3.2 Dimensionality reduction techniques

[6][7] evaluated and compared five different reduction techniques, Document Frequency (DF), TFIDF and Latent Semantic Indexing (LSI) methods, Light-Stemming and Root-Based stemming. The dataset used in the experiment is a set of prophetic traditions or "Hadiths'. It includes 453 documents distributed over 14 categories. The performance of categorization system was evaluated by macro averaging F-measure. The experimental results showed that the performance of Back-propagation learning in neural networks was improved by using reduction techniques .The F-measure of BPNN using DF, TFIDF or LSI methods is better than the F-measure of BPNN using Stemming, Light- Stemming and All Features (without reduction). Therefore the DF, TFIDF and LSI methods are favorable in terms of better classification accuracy when compared with the two other methods.

3.3Classification Methods

[4] [12] A modified version of Artificial Neural Network (ANN) method is proposed for classifying Arabic texts by [8]. The authors have used a Singular Value Decomposition (SVD) for data representation, which is a new representation space of the observations. A collection of Prophet Mohammad's 'Peace Be Upon Him' Hadeeth was collected from the "Nine Hadeeth Book". The data consists of 453 documents that are associated with fourteen categories. A comparison between the proposed method (ANN with SVD) and the original ANN was carried out against the Arabic corpus with reference to F1 evaluation measure. The results revealed that (ANN with SVD) outperformed the classic ANN when dimensionality increased.
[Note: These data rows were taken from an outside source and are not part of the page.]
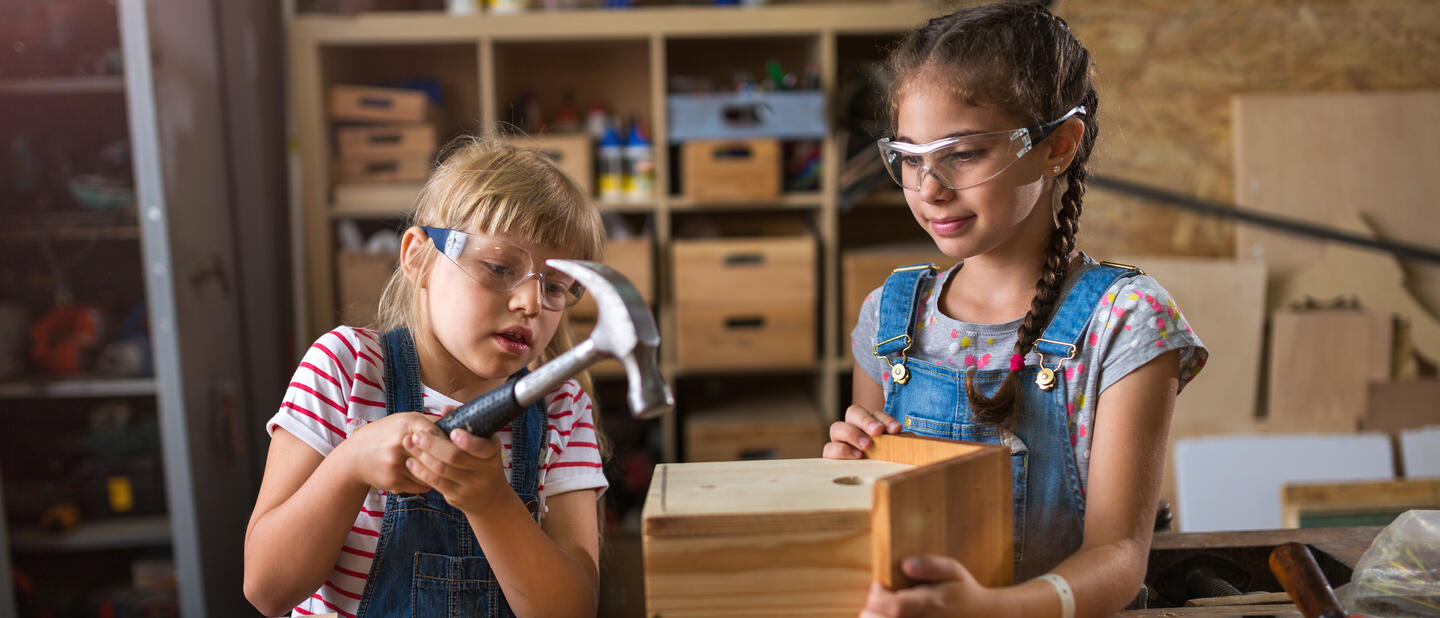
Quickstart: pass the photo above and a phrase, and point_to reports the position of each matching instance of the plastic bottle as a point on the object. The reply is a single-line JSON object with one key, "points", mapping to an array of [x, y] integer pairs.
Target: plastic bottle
{"points": [[611, 166], [640, 166]]}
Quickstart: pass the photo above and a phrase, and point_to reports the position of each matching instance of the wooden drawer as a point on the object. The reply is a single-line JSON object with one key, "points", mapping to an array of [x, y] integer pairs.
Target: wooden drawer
{"points": [[383, 140], [771, 428], [807, 536], [729, 170], [383, 169], [745, 271], [360, 280], [369, 104], [634, 257], [866, 270], [758, 336], [572, 154]]}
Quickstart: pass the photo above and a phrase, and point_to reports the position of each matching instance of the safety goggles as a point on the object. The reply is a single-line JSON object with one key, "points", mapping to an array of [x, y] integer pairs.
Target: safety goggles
{"points": [[966, 160], [503, 265]]}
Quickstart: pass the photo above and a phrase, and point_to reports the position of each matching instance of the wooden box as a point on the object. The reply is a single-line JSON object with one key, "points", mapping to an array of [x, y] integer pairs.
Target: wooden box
{"points": [[383, 169], [866, 270], [369, 104], [807, 536], [360, 280], [572, 153], [745, 301], [726, 170], [382, 140], [635, 260], [775, 428]]}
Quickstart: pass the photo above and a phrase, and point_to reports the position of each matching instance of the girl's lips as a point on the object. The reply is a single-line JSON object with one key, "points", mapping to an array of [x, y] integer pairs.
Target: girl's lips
{"points": [[511, 345], [951, 226]]}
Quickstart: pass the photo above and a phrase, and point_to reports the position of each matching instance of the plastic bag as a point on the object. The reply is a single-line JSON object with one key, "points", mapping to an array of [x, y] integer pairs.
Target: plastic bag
{"points": [[1400, 572]]}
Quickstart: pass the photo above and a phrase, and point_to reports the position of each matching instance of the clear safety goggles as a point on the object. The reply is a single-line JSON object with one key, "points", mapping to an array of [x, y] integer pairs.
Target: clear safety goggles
{"points": [[503, 265], [966, 160]]}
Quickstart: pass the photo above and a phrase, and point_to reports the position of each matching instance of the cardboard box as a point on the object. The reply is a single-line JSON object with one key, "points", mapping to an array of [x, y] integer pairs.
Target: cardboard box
{"points": [[771, 428], [635, 260], [572, 153], [745, 303], [383, 169], [369, 104], [362, 277], [866, 270], [729, 170], [788, 538], [383, 140]]}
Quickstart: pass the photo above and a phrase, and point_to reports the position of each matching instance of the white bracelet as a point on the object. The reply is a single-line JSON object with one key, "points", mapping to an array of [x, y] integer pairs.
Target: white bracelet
{"points": [[1067, 597]]}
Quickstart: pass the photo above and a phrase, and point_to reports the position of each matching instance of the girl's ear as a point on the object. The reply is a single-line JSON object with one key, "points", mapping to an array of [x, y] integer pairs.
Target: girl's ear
{"points": [[411, 245], [1063, 141]]}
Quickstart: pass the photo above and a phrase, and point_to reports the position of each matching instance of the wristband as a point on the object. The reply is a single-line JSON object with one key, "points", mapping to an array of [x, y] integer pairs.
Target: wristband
{"points": [[1067, 597]]}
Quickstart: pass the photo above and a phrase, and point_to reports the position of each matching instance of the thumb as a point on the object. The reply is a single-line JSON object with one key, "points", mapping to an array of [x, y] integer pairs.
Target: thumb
{"points": [[932, 568]]}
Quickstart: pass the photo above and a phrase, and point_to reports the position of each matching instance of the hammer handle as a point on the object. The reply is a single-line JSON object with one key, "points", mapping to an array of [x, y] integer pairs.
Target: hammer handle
{"points": [[1296, 569], [486, 414]]}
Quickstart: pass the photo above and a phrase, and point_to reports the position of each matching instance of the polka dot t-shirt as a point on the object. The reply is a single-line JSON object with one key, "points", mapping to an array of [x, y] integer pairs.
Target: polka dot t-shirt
{"points": [[1135, 323]]}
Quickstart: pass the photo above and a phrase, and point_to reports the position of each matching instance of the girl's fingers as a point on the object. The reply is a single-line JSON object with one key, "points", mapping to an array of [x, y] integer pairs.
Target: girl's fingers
{"points": [[848, 432]]}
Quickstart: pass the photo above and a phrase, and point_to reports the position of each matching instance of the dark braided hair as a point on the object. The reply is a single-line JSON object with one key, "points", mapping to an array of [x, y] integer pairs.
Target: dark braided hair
{"points": [[1023, 59]]}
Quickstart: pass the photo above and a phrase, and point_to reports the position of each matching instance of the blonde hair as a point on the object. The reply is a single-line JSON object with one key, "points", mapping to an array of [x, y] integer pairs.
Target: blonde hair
{"points": [[497, 189]]}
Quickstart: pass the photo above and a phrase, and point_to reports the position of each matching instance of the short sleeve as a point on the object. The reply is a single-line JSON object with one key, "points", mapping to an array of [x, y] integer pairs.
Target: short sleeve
{"points": [[863, 339], [316, 405], [572, 458], [1136, 321]]}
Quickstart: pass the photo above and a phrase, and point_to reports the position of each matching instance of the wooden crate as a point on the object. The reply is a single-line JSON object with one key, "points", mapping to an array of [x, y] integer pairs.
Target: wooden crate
{"points": [[866, 270], [382, 140], [362, 278], [774, 428], [726, 170], [807, 536], [383, 169], [635, 260], [745, 301], [572, 154], [369, 104]]}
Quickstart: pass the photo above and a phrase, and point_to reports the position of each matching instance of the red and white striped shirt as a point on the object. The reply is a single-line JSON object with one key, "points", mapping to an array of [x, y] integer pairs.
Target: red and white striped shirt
{"points": [[340, 386]]}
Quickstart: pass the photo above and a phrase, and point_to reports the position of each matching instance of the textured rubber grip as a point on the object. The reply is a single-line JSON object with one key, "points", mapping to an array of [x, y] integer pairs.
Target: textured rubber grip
{"points": [[486, 414]]}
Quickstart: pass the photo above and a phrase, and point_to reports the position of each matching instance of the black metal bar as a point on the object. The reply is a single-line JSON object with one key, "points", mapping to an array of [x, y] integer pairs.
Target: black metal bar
{"points": [[1301, 228]]}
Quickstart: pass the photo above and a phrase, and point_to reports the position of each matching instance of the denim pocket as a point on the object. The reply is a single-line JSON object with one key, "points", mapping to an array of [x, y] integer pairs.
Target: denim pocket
{"points": [[450, 587]]}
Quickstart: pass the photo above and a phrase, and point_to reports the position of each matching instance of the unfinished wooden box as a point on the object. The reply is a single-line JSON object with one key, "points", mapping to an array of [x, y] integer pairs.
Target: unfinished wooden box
{"points": [[726, 170], [807, 536], [570, 153], [385, 140], [774, 428], [635, 260], [370, 104], [866, 270], [745, 301]]}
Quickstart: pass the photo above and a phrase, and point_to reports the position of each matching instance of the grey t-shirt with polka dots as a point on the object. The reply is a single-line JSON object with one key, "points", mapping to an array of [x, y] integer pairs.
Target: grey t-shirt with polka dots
{"points": [[1135, 323]]}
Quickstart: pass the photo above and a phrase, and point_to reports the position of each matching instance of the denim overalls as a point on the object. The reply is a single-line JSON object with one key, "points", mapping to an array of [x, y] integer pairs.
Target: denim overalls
{"points": [[1049, 502], [426, 561]]}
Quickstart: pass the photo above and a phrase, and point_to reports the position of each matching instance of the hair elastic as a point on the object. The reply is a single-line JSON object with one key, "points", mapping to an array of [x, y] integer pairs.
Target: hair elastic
{"points": [[1067, 597]]}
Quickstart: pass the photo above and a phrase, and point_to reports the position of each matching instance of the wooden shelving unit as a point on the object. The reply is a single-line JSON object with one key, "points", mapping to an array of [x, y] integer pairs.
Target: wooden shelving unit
{"points": [[624, 56]]}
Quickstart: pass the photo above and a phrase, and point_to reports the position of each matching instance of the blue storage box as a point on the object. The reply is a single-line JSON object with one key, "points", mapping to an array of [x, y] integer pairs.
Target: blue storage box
{"points": [[781, 114]]}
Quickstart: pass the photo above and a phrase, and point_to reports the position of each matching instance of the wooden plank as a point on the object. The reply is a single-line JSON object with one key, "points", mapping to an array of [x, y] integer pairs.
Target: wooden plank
{"points": [[958, 507], [1321, 366], [1386, 176], [1298, 500]]}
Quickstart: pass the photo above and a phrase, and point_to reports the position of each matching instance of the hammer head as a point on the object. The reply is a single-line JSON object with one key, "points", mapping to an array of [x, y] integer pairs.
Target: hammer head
{"points": [[624, 330]]}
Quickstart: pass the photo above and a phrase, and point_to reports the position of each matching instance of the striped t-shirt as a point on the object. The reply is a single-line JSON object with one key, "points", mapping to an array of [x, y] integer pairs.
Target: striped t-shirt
{"points": [[340, 386]]}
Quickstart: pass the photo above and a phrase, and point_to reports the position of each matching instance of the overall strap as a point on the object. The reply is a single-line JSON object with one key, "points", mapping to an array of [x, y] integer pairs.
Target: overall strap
{"points": [[402, 372], [1062, 336]]}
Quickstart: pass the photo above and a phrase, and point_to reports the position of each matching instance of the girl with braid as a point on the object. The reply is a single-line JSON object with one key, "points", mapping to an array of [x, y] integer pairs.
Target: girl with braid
{"points": [[1072, 363]]}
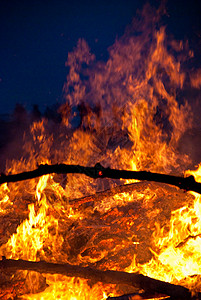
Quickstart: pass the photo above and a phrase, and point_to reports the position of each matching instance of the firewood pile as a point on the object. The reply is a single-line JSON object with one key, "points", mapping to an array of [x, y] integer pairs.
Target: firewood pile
{"points": [[113, 226]]}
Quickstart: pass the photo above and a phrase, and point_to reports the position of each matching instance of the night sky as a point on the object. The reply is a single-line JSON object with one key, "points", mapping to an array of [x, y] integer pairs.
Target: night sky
{"points": [[36, 36]]}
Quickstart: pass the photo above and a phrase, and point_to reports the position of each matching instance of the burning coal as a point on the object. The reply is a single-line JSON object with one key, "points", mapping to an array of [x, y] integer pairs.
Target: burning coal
{"points": [[126, 113]]}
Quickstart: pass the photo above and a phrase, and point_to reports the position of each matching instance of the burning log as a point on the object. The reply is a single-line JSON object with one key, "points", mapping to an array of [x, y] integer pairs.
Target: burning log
{"points": [[186, 183], [111, 277]]}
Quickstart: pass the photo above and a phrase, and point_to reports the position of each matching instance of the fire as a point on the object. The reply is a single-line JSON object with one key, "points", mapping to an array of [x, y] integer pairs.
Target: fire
{"points": [[125, 114]]}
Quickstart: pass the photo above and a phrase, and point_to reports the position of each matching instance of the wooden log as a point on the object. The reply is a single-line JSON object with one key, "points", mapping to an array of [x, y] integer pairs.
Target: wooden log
{"points": [[139, 296], [188, 183], [112, 277]]}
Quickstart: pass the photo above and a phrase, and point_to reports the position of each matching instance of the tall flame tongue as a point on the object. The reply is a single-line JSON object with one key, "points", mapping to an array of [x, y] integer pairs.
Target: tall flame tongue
{"points": [[125, 114]]}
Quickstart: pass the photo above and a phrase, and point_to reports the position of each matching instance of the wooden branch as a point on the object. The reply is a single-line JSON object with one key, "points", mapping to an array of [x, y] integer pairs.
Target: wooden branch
{"points": [[187, 183], [138, 296], [112, 277]]}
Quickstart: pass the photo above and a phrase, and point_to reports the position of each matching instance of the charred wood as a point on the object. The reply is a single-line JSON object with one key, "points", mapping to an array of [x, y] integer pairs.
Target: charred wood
{"points": [[112, 277], [139, 296], [186, 183]]}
[5] [13] evaluated the performance of four different classification approaches, which are: decision tree (C4.5), rule induction (RIPPER), simple Rule (One Rule), and hybrid (PART) on CCA text collections. The CCA taken from the online sources of Leeds University consist of 415 documents. The authors have processed the data before performing the training where punctuation marks, numerical data, non-Arabic text, function words and stop words have been removed. Moreover, the documents in the CCA data set are stemmed using Khoja Stemmer in which all-Arabic word return to their root. The experimental results showed C4.5 algorithm achieved more precision on average 77.6%, 1%, and 1.2% respectively than OneRule, RIPPER, and PART algorithms. Additionally, this algorithm gained respectively more recall on average 59.7%, 1.6 %, 1.1% than OneRule, RIPPER, and PART algorithms.

[9] [14] evaluated the performance of two common clustering techniques SVD and K-means on 611 tweets gather from Twitter using TweetMotif from different topics. The authors have processed the data before performing the training where stop words have been removed and stemmed the words to their base form used Porter Stemmer. The experimental tests show that hat graph- based approach using affinity propagation performs best in clustering short text data with minimal cluster error.

[13] [15]proposed multi classifier system to improve accuracy of text categorization, where a separate model is built for each of the pre-defined categories. The model for each category acts as the main classifier for that category and as an auxiliary for all the other categories. The classifier system is composed of the following parts: (1) Document scoring; compute the relative frequencies of words to each pre-defined categories, (2) Classification Rule Generation; set a threshold value for the document score, such that documents with scores above the threshold are belonging to the category and the rest are not belonging to that category. (3) Tie Breaking, After the initial classification done a subset of the documents could be assigned to more than one class. In order to break these the ties formal was defined (4) Residual Classification; assigned class to the remaining residual (unclassified) document. The author has tested the proposed system on the BBC Sports corpus. The results showed good classification accuracy of both macro-averaged and micro- averaged F-measures 94.7% and 94.3% respectively.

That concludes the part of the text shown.